前を見るとこれから泳ぐ人達がまだ数人いた。 僕の出番はまだ、もう少し先のようだ。 (´・ω・`)「......」 何をするわけでもなく、ただひたすらに自分の出番を待つ。 一組、また一組と僕の前のレースが終わっていくのを眺める。 少しずつ、少しずつ列が前へと進んでいく。 プールへと近づいていく。 前の人達が減っていく。
- 3 名前:以下、無断転載禁止でVIPがお送りします:2016/06/11(土) 23:21:21.279 ID:FebFiyUa0
- 「......次のレースの人達はコースに入ってください」
そして、遂にこの時が来た。 2分にも満たない短い戦い。 (´・ω・`)「......っし」 短く息を吐き、頭を切り替える。 周りは見ない。 応援する声も無視する。 ただ、目の前に広がる水を見つめる。 余計なことは考えない。 ただ、泳ぐだけ。 短く、三回笛が鳴った。 その音に僕はスタート台へと向かう。 一際、応援の声が大きくなったが、ピーッ、と再び笛の音が会場内に響き渡ると同時に聞こえなくなった。
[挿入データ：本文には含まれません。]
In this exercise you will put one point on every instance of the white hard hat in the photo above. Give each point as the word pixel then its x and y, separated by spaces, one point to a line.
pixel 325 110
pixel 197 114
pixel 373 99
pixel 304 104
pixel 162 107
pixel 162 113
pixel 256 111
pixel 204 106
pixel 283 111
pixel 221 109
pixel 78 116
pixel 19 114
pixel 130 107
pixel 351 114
- 4 名前:以下、無断転載禁止でVIPがお送りします:2016/06/11(土) 23:22:58.835 ID:FebFiyUa0
- シンと静まり帰った会場。
スタートの合図を待つ。 数秒しかないその時間。 それでもとても長く感じられ、鼓動が早くなる。 『よーい......』 ピッ! 短い笛の音が聞こえたと同時に水の中に飛び込む。 水により外の世界から切り離され、一人きりの戦いが始まった。
- 5 名前:以下、無断転載禁止でVIPがお送りします:2016/06/11(土) 23:25:07.932 ID:FebFiyUa0
- 個人メドレーは4泳法を全てを泳ぐというかなり変わった種目である。
そのため、人によってかなり泳ぐペースが異なる。 バタフライが得意な人は序盤から飛ばすし、逆に苦手な人は疲れないように飛ばしすぎないようにする。 こういった風にどの泳法で勝負を仕掛けるのかが異なっているのだ。 勿論、オリンピックの選手ならば、全種目を早く泳ぐことも可能だろう。 だが、勝負をしているのは高校生なのだ。 全種目を早く泳げる選手など、ほんの一握りだろう。 つまり、今この大会において言えば大切なのはいかに自分のペースを乱さないか、得意種目で勝負できるかということである。 だから僕は苦手なバタフライはセーブ気味に泳ぐことにしていた。 序盤戦を捨てる。 体力があるうちに飛ばした方がいいような気もするが後半バテて泳ぐなんて、御免である。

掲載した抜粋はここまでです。